New research suggests combining the 12-Step Alcoholics Anonymous (AA) program with a different treatment such as cognitive-behavioral therapy can result in a very effective intervention for individuals with alcohol use disorders.
However, treatment providers should be mindful of misconceptions about AA if they wish to bridge the gap, says a Baylor University researcher.
Alcohol use disorders are among the most common psychological disorders experienced by Americans, according to the National Institute on Alcohol Abuse and Alcoholism. Sadly, only an estimated 10 percent of those with disorders receive treatment, with the most popular treatment being some form of Alcoholics Anonymous 12-Step involvement.
Nevertheless, many misconceptions about AA continue to exist. “Clinicians should be mindful if they have biases or misconceptions about the AA program and AA members, and empirical research on how well 12-Step programs work is now widely available,” said Sara Dolan, Ph.D., an associate professor of psychology and neuroscience. Dolan is also director of the doctor of clinical psychology (Psy.D.) graduate program at Baylor University.
“Because it is likely that clinicians will work with people who engage in 12-Step programs, we should learn as much as we can about how to integrate 12-Step treatment into our work with these clients.”
The article appears in the American Psychological Association journal Training and Education in Professional Psychology.
In the article, Dolan and her coauthors discuss misconceptions about AA, including:
- AA is a religious program requiring belief in God to work the steps. While a historic Christian influence exists in AA’s principles (self-examination, confession, restitution and service to others), AA considers itself a “spiritual program of action.” In fact, AA is not allied with any sect, denomination, politics, organization or institution, and it does not endorse or support causes. The Big Book — AA’s recovery manual — asks only whether one is “even willing to believe that there is a Power greater than myself,” with no requirement to define this Power or state with absolute certainty it exists.
- AA negates personal responsibility for sobriety. Although the First Step of the program asks individuals to admit “powerlessness” over alcohol, the program aims to help individuals accept personal responsibility for their actions.
Some important distinctions do exist between AA and cognitive behavioral therapy (CBT), Dolan said.
While AA’s goal is total abstinence, CBT sometimes encourages total abstinence and sometimes seeks to reduce the amount one drinks to reduce harm to self or others.

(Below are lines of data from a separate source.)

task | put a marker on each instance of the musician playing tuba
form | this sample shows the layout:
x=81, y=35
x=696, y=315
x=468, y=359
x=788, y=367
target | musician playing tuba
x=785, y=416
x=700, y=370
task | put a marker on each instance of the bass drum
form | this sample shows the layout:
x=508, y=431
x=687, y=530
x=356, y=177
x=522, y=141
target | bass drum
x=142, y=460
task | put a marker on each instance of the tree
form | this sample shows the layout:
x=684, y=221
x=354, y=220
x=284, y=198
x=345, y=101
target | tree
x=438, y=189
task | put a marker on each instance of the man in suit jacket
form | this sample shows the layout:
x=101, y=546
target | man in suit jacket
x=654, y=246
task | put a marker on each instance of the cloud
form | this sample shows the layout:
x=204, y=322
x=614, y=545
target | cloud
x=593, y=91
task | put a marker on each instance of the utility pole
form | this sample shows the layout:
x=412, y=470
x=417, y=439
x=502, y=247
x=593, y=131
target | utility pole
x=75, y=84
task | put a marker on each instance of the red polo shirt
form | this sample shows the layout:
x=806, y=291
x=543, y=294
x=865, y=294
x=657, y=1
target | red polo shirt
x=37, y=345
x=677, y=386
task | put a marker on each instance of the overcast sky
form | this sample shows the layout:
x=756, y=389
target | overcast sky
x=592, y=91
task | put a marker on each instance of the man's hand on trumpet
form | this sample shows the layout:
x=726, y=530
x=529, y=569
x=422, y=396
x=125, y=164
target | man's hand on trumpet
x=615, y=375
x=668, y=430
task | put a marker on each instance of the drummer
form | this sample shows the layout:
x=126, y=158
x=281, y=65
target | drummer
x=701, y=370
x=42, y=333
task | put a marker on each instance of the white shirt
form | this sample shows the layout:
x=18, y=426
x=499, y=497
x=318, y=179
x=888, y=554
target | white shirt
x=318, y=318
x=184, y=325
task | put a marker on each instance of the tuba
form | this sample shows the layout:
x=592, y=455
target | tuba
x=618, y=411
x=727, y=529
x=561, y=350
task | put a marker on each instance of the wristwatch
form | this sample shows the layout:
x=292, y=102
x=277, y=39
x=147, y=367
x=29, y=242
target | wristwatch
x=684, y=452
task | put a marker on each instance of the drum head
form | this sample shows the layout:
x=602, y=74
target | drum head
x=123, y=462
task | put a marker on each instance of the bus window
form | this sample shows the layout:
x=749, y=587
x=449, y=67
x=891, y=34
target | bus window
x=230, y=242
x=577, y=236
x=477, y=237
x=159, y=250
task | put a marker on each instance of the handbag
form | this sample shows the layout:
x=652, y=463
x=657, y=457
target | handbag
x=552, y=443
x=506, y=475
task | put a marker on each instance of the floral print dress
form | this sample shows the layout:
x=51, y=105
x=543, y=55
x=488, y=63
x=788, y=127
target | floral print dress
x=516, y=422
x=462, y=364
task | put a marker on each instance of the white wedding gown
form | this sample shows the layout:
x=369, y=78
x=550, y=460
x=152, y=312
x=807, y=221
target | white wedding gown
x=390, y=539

Another difference is that in AA, the primary therapeutic relationship is with a peer — someone who is in recovery from harmful alcohol and substance use. In CBT, the primary relationship is with a psychotherapist who may or may not be in recovery. And in AA or 12-step programs, clients can get free help that protects their anonymity.
But the two approaches have much in common, Dolan said. In both, the work that is done to achieve control over drinking is fundamentally cognitive-behavioral in nature.
For example, AA strives to identify the thoughts, emotions, attitudes and behaviors that cause problems, then replace them with new, more adaptive ones to overcome problematic alcohol and other drug use and to engage in altruistic behavior.
Similarly, cognitive-behavioral therapy seeks to identify and replace dysfunctional beliefs and help clients learn to cope through means other than drinking, Dolan said.
AA and cognitive behavioral therapy have similar definitions of alcohol and substance use disorder and are alike in that they urge individuals to take stock of emotions and behaviors. This occurs during CBT by documentation of a daily thought record of negative emotions; and in AA, through daily admittance of selfish, dishonest, self-seeking or fearful thoughts or behaviors.
Some interventions and skills also are similar.
CBT promotes social support, interpersonal skills training and learning to regulate emotion and tolerate distress. AA advocates avoiding former “people, places and things” conducive to drinking and to instead use sponsors and support groups that model the behavior of sober AA members.
Both approaches advocate taking responsibility for one’s actions, acceptance and times of self-examination and relaxation, researchers wrote. CBT advises using relaxation techniques and training, while AA suggests prayer and meditation.
The article recommends that clinicians be aware of their misconceptions about AA and AA members and educate themselves about AA. For example, attendance as a guest at AA meetings (some are open to guests, while others are members only) would be helpful, as well as reading AA’s program material, including the Big Book.
In addition, the authors suggest that efforts to “translate” 12-Step language into the terminology of cognitive-behavioral therapy may help clinical trainees understand the corollaries between the two approaches and bridge the gap.